Alveoli and Gas Exchange

  • Alveoli are grape-like sacs where gas exchange occurs; they are closely associated with pulmonary capillaries for efficient oxygen transfer.
  • Oxygen from ambient air enters alveoli and diffuses into pulmonary capillaries, while carbon dioxide moves from blood to alveoli for exhalation.

Role of Diaphragm in Breathing

  • The diaphragm is a dome-shaped muscle crucial for ventilation; its function will be elaborated later in the discussion.

Upper vs. Lower Airway Distinction

  • Understanding whether a condition affects upper or lower airways is essential in diagnosing respiratory issues; larynx serves as a boundary between both regions.

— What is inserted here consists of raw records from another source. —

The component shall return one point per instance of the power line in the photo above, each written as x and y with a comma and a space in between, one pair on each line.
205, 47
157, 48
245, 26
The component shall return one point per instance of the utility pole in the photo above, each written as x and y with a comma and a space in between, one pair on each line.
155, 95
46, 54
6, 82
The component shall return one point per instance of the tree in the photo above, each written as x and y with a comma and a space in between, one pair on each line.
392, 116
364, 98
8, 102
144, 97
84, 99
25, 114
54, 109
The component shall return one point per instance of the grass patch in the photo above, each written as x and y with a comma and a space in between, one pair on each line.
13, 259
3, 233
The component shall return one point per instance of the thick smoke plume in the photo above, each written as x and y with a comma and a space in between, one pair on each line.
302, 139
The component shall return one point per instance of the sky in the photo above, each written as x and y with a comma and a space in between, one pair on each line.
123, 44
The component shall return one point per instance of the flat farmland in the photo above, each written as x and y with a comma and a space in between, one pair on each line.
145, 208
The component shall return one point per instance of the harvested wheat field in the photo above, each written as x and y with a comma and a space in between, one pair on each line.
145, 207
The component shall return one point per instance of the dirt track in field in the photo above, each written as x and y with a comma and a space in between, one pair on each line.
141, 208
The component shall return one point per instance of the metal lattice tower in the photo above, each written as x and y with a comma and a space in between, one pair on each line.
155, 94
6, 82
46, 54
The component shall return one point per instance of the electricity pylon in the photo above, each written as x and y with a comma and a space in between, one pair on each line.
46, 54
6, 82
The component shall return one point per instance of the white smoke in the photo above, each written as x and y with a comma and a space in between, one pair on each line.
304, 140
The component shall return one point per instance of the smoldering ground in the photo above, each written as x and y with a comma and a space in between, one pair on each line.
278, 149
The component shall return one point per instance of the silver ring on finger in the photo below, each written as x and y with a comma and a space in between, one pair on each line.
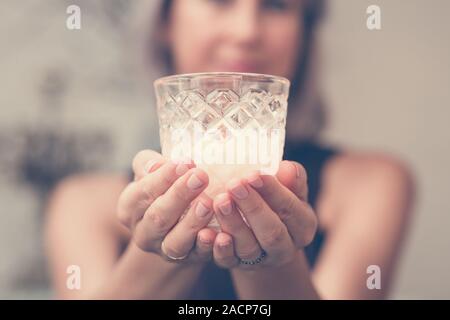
163, 250
258, 260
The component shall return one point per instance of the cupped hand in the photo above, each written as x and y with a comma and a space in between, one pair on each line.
166, 210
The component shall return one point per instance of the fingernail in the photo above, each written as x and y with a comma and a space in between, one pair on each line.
255, 181
205, 241
149, 166
201, 210
181, 169
194, 182
225, 208
239, 191
297, 170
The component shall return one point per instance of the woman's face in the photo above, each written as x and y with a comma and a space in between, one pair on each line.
261, 36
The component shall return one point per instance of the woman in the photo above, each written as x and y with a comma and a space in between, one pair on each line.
314, 230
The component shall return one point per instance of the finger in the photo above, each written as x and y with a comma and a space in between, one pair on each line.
293, 176
181, 239
167, 209
223, 251
297, 215
231, 222
145, 162
140, 194
204, 243
270, 232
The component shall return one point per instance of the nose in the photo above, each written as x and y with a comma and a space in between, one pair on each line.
244, 25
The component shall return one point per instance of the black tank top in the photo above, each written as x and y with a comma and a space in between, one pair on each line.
214, 282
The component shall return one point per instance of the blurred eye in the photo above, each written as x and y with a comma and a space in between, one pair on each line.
278, 5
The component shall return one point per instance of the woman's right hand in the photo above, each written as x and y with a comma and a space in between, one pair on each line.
151, 207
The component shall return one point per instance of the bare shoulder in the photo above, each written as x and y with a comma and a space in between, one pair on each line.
354, 179
87, 197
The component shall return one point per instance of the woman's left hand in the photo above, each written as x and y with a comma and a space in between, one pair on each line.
279, 219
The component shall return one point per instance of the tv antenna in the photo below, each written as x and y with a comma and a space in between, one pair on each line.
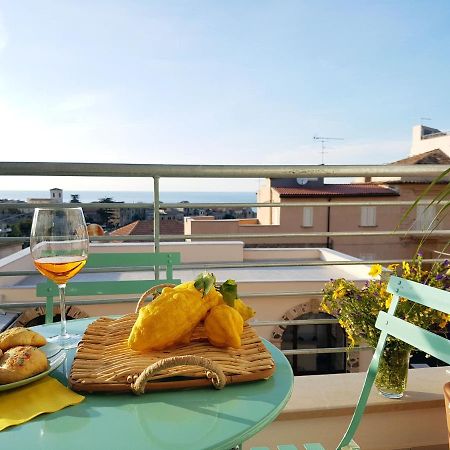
323, 140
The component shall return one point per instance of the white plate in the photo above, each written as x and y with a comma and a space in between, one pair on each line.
55, 356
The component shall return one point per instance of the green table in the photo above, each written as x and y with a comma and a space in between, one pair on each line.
189, 419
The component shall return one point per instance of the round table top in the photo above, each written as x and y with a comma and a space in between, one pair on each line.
189, 419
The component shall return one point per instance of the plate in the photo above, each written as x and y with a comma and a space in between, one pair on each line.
55, 356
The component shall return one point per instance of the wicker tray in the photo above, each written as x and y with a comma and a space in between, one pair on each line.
104, 363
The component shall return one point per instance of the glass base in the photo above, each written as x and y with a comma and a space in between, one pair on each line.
392, 395
66, 341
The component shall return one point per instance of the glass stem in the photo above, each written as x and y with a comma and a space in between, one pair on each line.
62, 308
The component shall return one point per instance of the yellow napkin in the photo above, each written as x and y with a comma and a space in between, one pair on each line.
43, 396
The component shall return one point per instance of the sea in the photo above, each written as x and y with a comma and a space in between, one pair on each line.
138, 196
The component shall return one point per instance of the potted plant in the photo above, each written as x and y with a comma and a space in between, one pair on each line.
357, 309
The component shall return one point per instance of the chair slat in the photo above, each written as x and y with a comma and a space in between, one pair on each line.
420, 293
85, 288
116, 287
97, 260
424, 340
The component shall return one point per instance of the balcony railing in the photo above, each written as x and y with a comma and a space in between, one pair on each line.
158, 172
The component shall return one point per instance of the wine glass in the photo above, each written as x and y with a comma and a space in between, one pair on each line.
59, 246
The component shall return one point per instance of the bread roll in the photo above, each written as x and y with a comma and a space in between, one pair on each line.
20, 336
21, 362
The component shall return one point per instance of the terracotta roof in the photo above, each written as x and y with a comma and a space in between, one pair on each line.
338, 190
141, 227
436, 156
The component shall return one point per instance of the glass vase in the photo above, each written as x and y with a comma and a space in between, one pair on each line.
392, 374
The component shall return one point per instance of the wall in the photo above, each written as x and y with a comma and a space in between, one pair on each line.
342, 219
420, 145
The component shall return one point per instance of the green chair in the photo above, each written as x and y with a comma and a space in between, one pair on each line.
113, 261
424, 340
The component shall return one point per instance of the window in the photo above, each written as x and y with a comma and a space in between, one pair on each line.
307, 216
424, 217
368, 216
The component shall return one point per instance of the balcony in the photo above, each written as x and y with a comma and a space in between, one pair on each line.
280, 272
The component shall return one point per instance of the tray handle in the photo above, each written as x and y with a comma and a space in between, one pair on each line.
152, 291
213, 371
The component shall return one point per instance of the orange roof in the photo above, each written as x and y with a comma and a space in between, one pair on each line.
436, 156
337, 190
141, 227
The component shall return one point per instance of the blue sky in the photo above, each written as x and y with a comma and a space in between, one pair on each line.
218, 82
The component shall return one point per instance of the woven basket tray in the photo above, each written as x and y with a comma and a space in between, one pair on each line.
104, 362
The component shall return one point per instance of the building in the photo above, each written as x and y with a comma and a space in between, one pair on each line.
425, 139
145, 227
56, 196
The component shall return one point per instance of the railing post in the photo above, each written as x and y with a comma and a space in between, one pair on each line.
156, 220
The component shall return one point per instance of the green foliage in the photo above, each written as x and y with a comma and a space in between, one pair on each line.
357, 308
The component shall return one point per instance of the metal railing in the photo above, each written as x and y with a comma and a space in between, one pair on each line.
156, 172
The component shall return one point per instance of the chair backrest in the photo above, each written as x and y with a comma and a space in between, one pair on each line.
114, 262
447, 407
433, 344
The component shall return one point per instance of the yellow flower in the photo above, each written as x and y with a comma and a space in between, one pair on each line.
339, 292
388, 301
375, 270
406, 269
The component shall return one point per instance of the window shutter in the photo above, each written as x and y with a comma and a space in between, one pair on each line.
307, 216
368, 216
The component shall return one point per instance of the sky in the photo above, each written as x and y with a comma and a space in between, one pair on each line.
217, 82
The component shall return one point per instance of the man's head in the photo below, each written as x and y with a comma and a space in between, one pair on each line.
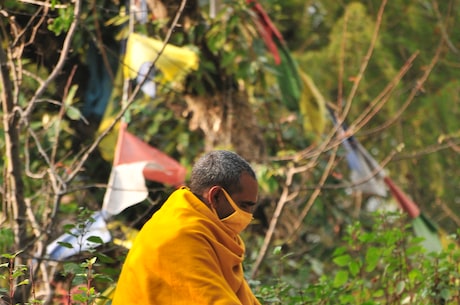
226, 170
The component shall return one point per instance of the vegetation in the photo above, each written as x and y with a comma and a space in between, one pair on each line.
389, 69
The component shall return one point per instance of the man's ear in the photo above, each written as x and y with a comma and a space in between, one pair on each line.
213, 195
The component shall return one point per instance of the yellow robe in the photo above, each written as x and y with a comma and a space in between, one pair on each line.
184, 255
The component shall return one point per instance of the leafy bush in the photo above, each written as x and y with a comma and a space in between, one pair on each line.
386, 265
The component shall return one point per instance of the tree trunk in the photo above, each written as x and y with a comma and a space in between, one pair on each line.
13, 189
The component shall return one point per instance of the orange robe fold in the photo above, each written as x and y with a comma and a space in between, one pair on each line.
184, 255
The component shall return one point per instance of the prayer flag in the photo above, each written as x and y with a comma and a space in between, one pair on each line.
312, 105
286, 67
174, 62
134, 162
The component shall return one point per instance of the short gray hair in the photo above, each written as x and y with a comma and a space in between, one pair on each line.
219, 167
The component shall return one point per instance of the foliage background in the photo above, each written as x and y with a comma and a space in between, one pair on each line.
303, 173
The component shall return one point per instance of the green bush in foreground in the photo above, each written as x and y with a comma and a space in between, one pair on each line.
386, 265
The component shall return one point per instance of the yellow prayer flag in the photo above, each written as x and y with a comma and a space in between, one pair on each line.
174, 62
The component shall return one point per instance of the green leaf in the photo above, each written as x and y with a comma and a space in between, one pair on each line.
73, 113
372, 258
342, 260
354, 268
340, 278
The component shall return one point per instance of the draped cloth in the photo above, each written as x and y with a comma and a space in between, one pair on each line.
184, 255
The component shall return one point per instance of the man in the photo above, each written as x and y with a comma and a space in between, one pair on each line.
190, 251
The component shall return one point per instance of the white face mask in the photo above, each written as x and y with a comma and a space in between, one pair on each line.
238, 220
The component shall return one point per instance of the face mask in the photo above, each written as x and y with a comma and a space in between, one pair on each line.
238, 220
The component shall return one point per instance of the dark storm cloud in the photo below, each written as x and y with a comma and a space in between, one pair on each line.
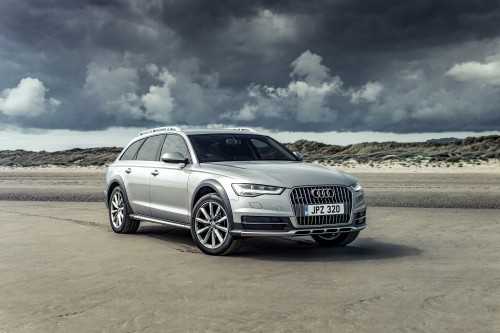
401, 66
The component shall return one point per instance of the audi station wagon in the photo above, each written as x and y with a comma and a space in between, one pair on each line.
227, 185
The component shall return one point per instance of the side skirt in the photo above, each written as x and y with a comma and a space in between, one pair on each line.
153, 220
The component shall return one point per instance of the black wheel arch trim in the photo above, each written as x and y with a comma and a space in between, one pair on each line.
120, 183
221, 192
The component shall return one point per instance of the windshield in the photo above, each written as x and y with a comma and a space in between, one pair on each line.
234, 147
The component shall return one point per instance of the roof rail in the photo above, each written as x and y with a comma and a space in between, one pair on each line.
160, 129
245, 129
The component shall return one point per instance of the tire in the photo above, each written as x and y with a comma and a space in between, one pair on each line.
119, 218
339, 239
211, 227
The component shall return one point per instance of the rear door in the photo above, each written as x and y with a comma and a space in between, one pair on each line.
138, 172
169, 183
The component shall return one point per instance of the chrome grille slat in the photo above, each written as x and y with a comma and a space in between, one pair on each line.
301, 196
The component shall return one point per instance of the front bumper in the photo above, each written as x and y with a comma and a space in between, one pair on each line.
297, 232
273, 215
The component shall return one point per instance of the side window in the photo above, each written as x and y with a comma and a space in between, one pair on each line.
131, 150
150, 148
175, 143
265, 151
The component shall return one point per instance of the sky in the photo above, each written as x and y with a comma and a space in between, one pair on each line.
95, 73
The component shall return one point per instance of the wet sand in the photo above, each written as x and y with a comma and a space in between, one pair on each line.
411, 270
382, 189
414, 269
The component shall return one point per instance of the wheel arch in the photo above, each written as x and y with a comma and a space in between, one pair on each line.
114, 184
212, 186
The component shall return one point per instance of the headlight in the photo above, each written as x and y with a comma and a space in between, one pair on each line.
253, 190
356, 187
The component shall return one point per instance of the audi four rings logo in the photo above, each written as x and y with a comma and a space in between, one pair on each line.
322, 194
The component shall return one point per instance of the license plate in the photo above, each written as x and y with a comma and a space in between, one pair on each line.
317, 210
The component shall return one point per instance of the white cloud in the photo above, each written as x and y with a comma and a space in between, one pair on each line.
159, 102
27, 99
110, 83
483, 73
308, 98
309, 67
118, 88
368, 93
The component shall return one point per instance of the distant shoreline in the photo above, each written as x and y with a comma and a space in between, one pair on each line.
351, 166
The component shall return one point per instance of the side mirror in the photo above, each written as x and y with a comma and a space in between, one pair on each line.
298, 155
174, 157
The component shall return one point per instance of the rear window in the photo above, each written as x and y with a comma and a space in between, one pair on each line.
150, 150
129, 154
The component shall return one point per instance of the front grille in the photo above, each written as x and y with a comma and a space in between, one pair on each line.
301, 196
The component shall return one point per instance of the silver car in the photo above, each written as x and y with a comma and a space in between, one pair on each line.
229, 184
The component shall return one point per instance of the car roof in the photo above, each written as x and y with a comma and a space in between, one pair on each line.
242, 130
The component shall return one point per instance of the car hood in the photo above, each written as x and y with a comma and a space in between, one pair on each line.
282, 173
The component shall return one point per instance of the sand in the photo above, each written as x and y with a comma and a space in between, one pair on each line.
414, 269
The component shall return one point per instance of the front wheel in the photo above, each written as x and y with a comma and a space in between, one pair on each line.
211, 226
338, 239
118, 213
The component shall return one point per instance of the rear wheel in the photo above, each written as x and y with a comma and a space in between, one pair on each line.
211, 226
338, 239
118, 213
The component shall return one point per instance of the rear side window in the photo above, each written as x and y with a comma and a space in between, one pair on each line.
151, 148
175, 143
131, 150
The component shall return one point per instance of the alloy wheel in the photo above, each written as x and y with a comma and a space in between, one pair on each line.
211, 225
116, 210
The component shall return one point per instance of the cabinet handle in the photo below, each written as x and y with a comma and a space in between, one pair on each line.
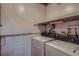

Components Supporting Ventilation

  • Key components include:
  • Chest wall muscles (intercostal muscles)
  • Pleura surrounding lungs
  • Phrenic nerve connecting brain signals to diaphragm

Definitions: Ventilation, Oxygenation, Respiration

  • Ventilation: Refers to getting air in (inhalation) and out (exhalation).
  • Oxygenation: Involves increasing oxygen levels in bloodstream via methods like using oxygen tanks or BVM (Bag-Valve-Mask).

Understanding Active Respiration and Breathing Mechanics

The Role of Diffusion in Respiration

  • Active respiration involves diffusion, which facilitates the exchange of oxygen into the bloodstream while removing carbon dioxide as a byproduct of metabolism.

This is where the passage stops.